DESCRIPTION (provided by applicant): Auditory spectral integration has been reported, primarily in the speech perception literature, for at least 50 years. Under some conditions, spectral components falling within a critical region of approximately 5 ERBu (3.5 Bark) are processed by the central auditory system so that two or more resonance peaks are approximated by a single peak located at the spectral center-of-gravity, COG, of the original sound. These findings lead to a "resolution vs. integration" paradox for the frequency domain analogous to the "resolution vs. integration" paradox in the time domain (Viemeister, 1996). Recently, Lublinskaja (1996) demonstrated that changing the COG of a two-resonance signal over time leads listeners to hear a frequency transition that follows the dynamic COG. In our previous work, we developed a computational model and applied it to the COG effect for both static and dynamic signals. In the proposed work we will first better define the stimulus parameters that limit listener performance in spectral integration tasks and use our findings to revise and improve the model. To that end, we will assess the effect of uncertainty in signal parameters on performance for both static and dynamic complex sounds. In addition to listeners with normal hearing, we will test listeners with sensori-neural hearing loss due to outer hair cell dysfunction. These studies will help us better understand the spectral integration phenomenon. In addition to the aim of exploring the psychoacoustic aspects of the COG phenomenon, a second specific aim of this project is to address the function, limits and salience of COG effects (broadly defined) within the context of speech perception. This inquiry will take a different approach than that taken by the majority of studies in the literature in that we will not be strictly limiting our manipulations of the acoustic signal to formant frequency, formant amplitudes and/or individual harmonics. If this dynamic COG effect proves to be robust, it may be possible to incorporate it into novel signal processing schemes for cochlear implant users for whom dynamic sounds pose a challenge.
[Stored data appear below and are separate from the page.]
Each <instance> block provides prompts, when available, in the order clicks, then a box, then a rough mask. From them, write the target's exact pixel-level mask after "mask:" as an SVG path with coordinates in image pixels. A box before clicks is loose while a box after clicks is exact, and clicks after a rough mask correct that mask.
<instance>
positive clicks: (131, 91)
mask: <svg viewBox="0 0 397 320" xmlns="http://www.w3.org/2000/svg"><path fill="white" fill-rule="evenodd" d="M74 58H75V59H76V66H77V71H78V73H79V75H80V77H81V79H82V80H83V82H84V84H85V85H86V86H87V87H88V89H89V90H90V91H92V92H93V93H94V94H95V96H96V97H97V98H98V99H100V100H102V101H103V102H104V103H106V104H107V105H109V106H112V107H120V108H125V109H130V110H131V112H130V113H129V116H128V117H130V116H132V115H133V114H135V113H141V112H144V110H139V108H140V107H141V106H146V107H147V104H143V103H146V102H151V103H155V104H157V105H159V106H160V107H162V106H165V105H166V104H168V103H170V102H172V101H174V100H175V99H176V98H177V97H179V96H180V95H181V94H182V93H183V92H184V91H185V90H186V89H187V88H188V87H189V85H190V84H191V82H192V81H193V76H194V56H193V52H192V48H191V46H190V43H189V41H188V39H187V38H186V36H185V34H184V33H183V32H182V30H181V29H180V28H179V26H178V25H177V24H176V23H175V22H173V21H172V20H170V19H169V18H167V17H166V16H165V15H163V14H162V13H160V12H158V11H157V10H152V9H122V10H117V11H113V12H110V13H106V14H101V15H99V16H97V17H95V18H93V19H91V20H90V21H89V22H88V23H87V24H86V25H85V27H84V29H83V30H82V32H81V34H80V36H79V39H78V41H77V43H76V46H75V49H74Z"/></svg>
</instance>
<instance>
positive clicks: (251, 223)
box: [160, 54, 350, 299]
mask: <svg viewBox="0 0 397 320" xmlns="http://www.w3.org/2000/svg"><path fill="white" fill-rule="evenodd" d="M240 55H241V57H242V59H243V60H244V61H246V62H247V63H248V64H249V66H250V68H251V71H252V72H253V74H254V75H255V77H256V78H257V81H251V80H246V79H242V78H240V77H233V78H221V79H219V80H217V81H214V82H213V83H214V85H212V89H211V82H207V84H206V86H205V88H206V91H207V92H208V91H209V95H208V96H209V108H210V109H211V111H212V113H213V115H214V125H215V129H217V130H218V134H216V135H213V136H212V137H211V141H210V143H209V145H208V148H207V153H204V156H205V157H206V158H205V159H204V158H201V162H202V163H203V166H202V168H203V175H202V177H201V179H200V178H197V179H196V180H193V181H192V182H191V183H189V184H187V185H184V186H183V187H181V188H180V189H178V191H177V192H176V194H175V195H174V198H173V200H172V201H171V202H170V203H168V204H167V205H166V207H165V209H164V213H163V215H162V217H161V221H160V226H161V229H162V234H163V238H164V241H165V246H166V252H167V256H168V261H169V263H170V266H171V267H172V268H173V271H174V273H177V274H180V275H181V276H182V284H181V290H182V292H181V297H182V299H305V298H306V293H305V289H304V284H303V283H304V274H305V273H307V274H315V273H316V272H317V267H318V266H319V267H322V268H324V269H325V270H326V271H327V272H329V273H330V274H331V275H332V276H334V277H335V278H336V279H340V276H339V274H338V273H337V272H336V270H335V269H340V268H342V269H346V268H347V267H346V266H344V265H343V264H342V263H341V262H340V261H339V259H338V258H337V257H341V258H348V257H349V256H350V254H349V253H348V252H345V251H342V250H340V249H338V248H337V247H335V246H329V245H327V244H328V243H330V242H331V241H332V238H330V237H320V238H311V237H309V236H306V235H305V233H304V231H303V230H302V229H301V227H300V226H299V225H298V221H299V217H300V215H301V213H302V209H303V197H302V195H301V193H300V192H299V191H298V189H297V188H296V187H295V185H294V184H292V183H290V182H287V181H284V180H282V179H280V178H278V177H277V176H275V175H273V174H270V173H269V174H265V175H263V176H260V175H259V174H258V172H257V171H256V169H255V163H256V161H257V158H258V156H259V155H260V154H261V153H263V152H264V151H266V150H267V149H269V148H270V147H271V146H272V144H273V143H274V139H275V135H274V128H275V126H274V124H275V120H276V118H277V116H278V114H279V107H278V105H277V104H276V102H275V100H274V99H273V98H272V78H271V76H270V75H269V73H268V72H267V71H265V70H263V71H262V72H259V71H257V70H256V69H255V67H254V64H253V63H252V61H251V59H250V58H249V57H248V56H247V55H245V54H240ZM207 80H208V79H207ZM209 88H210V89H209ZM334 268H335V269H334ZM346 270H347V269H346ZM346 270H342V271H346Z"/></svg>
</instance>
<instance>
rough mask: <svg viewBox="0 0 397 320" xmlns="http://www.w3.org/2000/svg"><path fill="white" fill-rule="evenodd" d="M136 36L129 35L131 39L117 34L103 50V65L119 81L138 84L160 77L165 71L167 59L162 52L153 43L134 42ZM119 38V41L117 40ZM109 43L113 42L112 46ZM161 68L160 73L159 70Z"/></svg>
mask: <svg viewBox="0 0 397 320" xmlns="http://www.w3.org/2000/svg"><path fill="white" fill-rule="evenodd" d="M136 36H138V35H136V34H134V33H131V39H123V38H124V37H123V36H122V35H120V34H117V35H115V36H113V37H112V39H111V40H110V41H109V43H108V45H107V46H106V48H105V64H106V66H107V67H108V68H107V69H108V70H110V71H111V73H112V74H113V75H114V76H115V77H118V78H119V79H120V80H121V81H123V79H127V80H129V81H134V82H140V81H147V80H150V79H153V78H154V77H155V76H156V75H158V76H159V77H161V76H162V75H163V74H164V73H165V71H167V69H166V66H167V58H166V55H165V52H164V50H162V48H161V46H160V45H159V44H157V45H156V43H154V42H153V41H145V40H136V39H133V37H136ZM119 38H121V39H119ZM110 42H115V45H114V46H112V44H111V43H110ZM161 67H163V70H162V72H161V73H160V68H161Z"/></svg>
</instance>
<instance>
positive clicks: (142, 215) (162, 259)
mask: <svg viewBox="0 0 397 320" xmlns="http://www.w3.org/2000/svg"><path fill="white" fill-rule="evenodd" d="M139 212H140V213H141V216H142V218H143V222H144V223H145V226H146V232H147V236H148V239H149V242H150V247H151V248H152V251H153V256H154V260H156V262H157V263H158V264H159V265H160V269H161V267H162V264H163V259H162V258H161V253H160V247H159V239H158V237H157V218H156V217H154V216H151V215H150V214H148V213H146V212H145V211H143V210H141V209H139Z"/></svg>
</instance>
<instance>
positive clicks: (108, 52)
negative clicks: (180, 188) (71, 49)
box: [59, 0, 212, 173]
描述（由申请人提供）：至少50年来，主要在语音感知文献中报告了听觉光谱整合。在某些条件下，中央听觉系统处理落在大约5个ERBU（3.5种皮）临界区域内的光谱成分，以使两个或多个共振峰通过位于原始声音的频谱中心COG上的一个峰近似。这些发现导致了类似于时间域中“分辨率与集成”悖论的频域的“分辨率与集成”悖论（Viemeister，1996）。最近，卢布林斯卡（Lublinskaja）（1996）表明，随着时间的流逝，将两种谐波信号的齿轮更改导致听众听到动态齿轮后的频率转变。在以前的工作中，我们开发了一个计算模型，并将其应用于静态和动态信号的COG效应。在拟议的工作中，我们首先将更好地定义刺激参数，这些刺激参数限制了光谱集成任务中的听众性能，并使用我们的发现来修改和改进模型。为此，我们将评估信号参数对静态和动态复杂声音性能的不确定性对性能的影响。除了听力正常的听众外，我们还将测试由于外部毛细胞功能障碍而导致传感神经听力损失的听众。这些研究将帮助我们更好地了解光谱整合现象。除了探索COG现象的心理声学方面的目的外，该项目的第二个具体目的是解决语音感知背景下COG效应的功能，限制和显着性（广泛定义）。该询问将采用与文献中大多数研究相比，我们对声学信号的操纵不会严格地限制为共振体频率，赋端幅度和/或单个谐波。如果这种动态COG效应被证明是可靠的，则有可能将其纳入新型信号处理方案中，以使耳蜗植入物用户为他们的动态听起来带来挑战。